Corps et cadres d'emplois de la catégorie C. Accès par la voie du parcours d'accès aux carrières

Le décret n° 2017-1470 du 12 octobre tient compte de l'élargissement par la loi du vivier du dispositif « parcours d'accès aux carrières de la fonction publique territoriale, hospitalière et d'Etat » en portant à 28 ans au plus l'âge des bénéficiaires de ce dispositif, en ouvrant l'accès à ce parcours aux personnes de 45 ans et plus en chômage de longue durée et bénéficiaires de minima sociaux. Il rapproche les dispositions qui régissent les bénéficiaires du PACTE de celles qui régissent les agents contractuels des trois fonctions publiques.
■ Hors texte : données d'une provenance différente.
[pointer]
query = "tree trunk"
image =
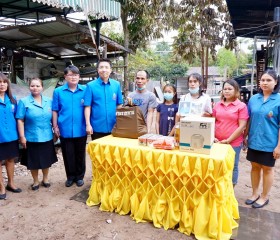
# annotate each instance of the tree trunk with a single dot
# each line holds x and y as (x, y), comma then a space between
(202, 66)
(206, 68)
(124, 17)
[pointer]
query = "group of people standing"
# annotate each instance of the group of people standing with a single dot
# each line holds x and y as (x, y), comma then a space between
(77, 111)
(255, 126)
(74, 112)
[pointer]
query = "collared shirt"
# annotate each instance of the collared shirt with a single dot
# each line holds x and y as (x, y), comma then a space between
(103, 99)
(145, 100)
(37, 118)
(264, 122)
(197, 106)
(69, 106)
(227, 120)
(8, 128)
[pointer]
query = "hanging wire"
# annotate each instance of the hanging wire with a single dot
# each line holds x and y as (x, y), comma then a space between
(248, 28)
(256, 31)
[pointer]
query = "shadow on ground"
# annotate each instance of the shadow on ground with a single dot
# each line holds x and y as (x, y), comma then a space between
(254, 224)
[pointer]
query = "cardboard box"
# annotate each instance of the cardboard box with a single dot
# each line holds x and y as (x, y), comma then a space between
(142, 140)
(153, 138)
(197, 134)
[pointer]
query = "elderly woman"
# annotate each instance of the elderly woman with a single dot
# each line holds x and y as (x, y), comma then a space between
(231, 118)
(263, 137)
(199, 103)
(35, 131)
(8, 135)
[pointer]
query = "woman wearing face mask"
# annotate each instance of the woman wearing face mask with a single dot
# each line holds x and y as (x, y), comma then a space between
(34, 117)
(166, 111)
(198, 102)
(8, 135)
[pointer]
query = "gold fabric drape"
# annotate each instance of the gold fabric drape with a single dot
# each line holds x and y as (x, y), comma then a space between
(168, 188)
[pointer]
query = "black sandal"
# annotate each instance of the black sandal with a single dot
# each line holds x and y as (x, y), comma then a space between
(46, 185)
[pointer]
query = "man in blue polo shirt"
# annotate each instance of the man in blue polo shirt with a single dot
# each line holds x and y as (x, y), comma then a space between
(102, 98)
(69, 125)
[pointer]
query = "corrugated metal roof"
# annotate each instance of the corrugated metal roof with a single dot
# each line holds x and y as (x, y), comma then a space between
(59, 38)
(252, 17)
(98, 8)
(32, 11)
(212, 71)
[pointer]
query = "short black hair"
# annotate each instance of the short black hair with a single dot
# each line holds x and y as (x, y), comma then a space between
(147, 73)
(104, 60)
(274, 75)
(71, 68)
(199, 78)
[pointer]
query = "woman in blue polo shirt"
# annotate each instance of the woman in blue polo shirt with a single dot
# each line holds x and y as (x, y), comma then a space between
(263, 137)
(69, 124)
(34, 116)
(8, 135)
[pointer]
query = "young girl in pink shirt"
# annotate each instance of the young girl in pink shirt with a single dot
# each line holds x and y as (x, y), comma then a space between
(231, 118)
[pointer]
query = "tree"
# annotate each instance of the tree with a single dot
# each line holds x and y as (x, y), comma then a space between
(227, 62)
(160, 66)
(142, 20)
(202, 25)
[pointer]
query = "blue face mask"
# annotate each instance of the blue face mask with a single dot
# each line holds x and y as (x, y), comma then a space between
(168, 96)
(140, 89)
(194, 91)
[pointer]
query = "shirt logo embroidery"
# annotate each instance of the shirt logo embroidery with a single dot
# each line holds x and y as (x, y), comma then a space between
(12, 108)
(270, 114)
(138, 102)
(114, 96)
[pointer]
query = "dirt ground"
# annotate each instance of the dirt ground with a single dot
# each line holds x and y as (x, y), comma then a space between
(51, 214)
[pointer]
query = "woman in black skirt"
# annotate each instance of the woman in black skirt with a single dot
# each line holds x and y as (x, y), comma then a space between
(34, 116)
(263, 137)
(8, 135)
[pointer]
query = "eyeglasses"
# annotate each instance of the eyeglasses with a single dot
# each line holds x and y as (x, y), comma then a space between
(72, 75)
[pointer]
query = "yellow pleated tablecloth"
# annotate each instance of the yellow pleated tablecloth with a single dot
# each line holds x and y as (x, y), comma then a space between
(170, 188)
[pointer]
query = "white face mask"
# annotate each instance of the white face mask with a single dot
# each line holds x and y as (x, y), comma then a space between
(168, 96)
(194, 91)
(142, 88)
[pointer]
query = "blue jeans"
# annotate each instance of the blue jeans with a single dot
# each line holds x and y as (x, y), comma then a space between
(236, 161)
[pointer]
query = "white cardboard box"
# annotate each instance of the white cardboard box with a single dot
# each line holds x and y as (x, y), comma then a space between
(197, 134)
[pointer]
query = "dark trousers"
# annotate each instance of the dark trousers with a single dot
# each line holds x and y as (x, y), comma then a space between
(96, 135)
(74, 157)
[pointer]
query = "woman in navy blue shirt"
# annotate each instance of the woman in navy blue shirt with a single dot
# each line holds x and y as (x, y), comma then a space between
(8, 135)
(166, 111)
(34, 116)
(263, 137)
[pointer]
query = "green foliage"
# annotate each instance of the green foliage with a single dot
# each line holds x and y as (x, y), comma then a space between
(226, 61)
(160, 66)
(202, 25)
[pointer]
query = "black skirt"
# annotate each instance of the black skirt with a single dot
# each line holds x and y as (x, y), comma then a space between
(260, 157)
(38, 155)
(9, 150)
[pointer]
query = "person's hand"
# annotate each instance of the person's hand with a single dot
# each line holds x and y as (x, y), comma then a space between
(89, 129)
(276, 152)
(206, 114)
(224, 141)
(56, 131)
(22, 141)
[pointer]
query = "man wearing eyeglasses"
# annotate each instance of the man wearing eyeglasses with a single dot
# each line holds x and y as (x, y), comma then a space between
(143, 98)
(103, 97)
(69, 125)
Il accorde  un congé sans rémunération pour raison de famille, conformément aux dispositions qui s'appliquent aux agents contractuels des trois fonctions publiques. Il précise que la période à prendre en compte pour la détermination de la limite de 20 % des postes à pourvoir par cette voie et au recrutement sans concours est l'année civile correspondant à l'année au titre de laquelle le recrutement sans concours est ouvert. Il limite le nombre de personnes qu'un tuteur peut encadrer. Enfin, il prévoit un bilan des recrutements au titre de ce dispositif, présenté annuellement devant le comité technique compétent. Ce bilan mentionne le nombre d'agents en charge du tutorat des bénéficiaires, ainsi que les modalités de prise en compte du tutorat dans l'organisation du travail de l'agent et du collectif de travail.